10.1 Essential Reading

  • Database System Concepts Ch. 16 + System R paper
  • Database Internals by Alex Petrov

10.2 Video Resources

  • CMU 15-445/645 Intro to Database Systems lectures.

10.3 Tools & Documentation

  • Repository test harness and docs.
  • PostgreSQL and SQLite official documentation.
  • Previous project provides prerequisites.
  • Next project consumes this subsystem.

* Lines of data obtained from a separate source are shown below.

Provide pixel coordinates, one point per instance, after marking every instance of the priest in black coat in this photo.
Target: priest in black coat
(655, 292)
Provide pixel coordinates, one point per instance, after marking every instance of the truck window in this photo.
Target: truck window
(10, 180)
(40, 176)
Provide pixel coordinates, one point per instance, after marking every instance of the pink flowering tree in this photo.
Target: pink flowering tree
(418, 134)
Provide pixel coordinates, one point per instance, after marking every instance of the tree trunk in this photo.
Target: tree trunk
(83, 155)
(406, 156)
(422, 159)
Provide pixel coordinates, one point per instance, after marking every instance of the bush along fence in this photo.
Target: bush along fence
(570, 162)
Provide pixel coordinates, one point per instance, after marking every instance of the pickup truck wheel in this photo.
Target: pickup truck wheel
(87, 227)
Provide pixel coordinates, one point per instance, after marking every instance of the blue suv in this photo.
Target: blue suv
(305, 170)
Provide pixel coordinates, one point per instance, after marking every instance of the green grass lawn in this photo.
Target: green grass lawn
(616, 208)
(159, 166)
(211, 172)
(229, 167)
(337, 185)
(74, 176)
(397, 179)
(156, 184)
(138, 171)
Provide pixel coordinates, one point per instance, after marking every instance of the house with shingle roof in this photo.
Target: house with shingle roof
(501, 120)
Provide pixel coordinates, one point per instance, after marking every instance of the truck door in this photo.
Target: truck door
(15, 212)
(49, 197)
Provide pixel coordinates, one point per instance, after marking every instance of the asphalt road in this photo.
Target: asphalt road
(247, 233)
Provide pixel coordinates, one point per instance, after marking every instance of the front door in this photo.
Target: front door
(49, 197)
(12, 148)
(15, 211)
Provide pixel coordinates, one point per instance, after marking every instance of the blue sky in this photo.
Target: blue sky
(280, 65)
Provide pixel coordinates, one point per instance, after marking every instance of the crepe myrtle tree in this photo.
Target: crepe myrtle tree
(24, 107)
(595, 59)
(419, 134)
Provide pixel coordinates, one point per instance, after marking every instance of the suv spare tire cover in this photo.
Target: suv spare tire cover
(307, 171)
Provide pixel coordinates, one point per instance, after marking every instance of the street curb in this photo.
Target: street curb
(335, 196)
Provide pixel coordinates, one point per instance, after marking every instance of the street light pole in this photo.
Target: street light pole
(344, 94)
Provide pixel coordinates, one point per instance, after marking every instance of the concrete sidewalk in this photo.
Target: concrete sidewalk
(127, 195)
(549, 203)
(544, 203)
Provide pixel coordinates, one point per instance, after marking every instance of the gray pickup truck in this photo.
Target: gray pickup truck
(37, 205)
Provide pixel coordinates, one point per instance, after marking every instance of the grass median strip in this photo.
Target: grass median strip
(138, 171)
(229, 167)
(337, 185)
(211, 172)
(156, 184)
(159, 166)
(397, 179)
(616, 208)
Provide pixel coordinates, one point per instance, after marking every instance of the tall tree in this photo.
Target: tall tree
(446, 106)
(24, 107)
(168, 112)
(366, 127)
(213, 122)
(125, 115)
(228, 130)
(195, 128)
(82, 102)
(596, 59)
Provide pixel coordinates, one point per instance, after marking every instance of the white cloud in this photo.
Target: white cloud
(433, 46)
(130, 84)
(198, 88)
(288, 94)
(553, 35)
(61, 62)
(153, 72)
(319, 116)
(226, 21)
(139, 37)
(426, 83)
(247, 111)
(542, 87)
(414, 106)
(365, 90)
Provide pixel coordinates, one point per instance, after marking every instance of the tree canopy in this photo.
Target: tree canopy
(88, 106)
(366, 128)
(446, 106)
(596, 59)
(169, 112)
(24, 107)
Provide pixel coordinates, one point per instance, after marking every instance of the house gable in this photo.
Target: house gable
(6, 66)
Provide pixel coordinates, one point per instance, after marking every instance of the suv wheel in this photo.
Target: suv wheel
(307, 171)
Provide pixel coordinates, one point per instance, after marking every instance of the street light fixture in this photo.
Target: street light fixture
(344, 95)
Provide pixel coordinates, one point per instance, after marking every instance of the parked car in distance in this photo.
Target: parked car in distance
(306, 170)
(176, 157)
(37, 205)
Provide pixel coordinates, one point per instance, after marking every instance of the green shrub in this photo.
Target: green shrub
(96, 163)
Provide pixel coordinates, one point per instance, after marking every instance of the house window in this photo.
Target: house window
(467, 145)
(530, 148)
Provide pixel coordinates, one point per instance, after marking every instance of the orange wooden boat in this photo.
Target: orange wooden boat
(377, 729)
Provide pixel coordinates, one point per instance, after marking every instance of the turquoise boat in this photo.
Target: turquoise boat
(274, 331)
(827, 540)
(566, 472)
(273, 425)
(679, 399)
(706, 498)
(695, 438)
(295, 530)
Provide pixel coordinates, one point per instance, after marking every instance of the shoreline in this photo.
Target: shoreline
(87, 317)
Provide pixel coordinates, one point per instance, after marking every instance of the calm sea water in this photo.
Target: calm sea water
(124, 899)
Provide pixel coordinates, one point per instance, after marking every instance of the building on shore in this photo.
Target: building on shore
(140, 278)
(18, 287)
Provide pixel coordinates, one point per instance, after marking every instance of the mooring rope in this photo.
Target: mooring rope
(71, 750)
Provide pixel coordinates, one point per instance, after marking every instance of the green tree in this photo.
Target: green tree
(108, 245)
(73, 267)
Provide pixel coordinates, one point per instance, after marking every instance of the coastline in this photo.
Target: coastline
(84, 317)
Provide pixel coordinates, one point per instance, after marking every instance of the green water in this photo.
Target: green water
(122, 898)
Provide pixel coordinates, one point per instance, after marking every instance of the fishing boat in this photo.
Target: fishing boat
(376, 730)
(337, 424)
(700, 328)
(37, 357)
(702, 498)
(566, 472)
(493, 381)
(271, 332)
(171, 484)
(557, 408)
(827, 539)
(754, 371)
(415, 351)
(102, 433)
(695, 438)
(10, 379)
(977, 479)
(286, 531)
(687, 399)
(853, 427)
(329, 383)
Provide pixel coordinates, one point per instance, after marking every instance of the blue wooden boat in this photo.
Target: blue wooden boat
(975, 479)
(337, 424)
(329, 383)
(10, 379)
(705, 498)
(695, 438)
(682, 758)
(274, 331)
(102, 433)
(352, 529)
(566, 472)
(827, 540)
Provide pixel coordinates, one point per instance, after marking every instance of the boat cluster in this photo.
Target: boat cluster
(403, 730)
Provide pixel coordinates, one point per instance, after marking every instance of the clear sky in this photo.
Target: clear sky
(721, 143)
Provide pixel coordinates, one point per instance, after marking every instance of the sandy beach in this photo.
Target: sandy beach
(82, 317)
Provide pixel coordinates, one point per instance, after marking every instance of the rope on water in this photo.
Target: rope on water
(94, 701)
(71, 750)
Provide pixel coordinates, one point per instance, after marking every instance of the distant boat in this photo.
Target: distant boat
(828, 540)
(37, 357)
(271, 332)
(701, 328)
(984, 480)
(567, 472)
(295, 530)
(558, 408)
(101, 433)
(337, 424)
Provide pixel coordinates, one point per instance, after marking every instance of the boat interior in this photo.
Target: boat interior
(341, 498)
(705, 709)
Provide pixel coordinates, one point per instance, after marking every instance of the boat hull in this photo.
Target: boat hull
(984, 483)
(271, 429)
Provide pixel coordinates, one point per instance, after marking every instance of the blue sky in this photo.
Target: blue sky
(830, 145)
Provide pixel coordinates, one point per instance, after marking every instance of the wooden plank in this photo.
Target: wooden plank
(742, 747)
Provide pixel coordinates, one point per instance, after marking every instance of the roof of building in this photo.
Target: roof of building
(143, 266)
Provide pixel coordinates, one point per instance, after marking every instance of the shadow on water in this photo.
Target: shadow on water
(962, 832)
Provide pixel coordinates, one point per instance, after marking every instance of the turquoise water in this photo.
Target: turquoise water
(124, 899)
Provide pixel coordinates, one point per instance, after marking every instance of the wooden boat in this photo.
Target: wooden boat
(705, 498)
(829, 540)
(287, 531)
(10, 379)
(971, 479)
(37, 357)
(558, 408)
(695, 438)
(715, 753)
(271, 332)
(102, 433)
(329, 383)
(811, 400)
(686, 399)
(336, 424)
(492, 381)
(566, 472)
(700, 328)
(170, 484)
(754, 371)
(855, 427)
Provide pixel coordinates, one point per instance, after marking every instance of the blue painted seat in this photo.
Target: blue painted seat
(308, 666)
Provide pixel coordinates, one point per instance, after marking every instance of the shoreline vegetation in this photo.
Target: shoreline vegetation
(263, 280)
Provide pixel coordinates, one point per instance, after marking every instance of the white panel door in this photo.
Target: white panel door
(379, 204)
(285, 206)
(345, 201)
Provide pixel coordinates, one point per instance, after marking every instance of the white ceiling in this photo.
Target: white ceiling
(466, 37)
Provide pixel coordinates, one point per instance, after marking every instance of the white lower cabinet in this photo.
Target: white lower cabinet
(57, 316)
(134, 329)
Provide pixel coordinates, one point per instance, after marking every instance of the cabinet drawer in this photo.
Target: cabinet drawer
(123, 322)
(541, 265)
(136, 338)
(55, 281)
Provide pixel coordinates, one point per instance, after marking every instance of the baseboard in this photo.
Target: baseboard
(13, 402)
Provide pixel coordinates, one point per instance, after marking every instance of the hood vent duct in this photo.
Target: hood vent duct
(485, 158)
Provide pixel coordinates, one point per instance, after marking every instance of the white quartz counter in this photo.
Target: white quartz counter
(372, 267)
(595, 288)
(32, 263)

11. Self-Assessment Checklist

11.1 Understanding

  • I can explain two critical invariants from memory.
  • I can explain one failure mode and mitigation.
  • I can justify one design decision with metrics.

11.2 Implementation

  • Functional requirements are met.
  • Golden scenario passes.
  • Edge and failure tests pass.

11.3 Growth

  • I documented one tradeoff to revisit.
  • I can explain this project in interview format.

12. Submission / Completion Criteria

Minimum Viable Completion:

  • Deterministic golden scenario passes.
  • Core invariants are enforced.
  • Basic failure handling is documented.

Full Completion:

  • Includes benchmark evidence and decision log.
  • Includes restart/failure-path verification.

Excellence (Going Above & Beyond):

  • Includes algorithm comparison with recommendation.
  • Includes robust observability and concise technical report.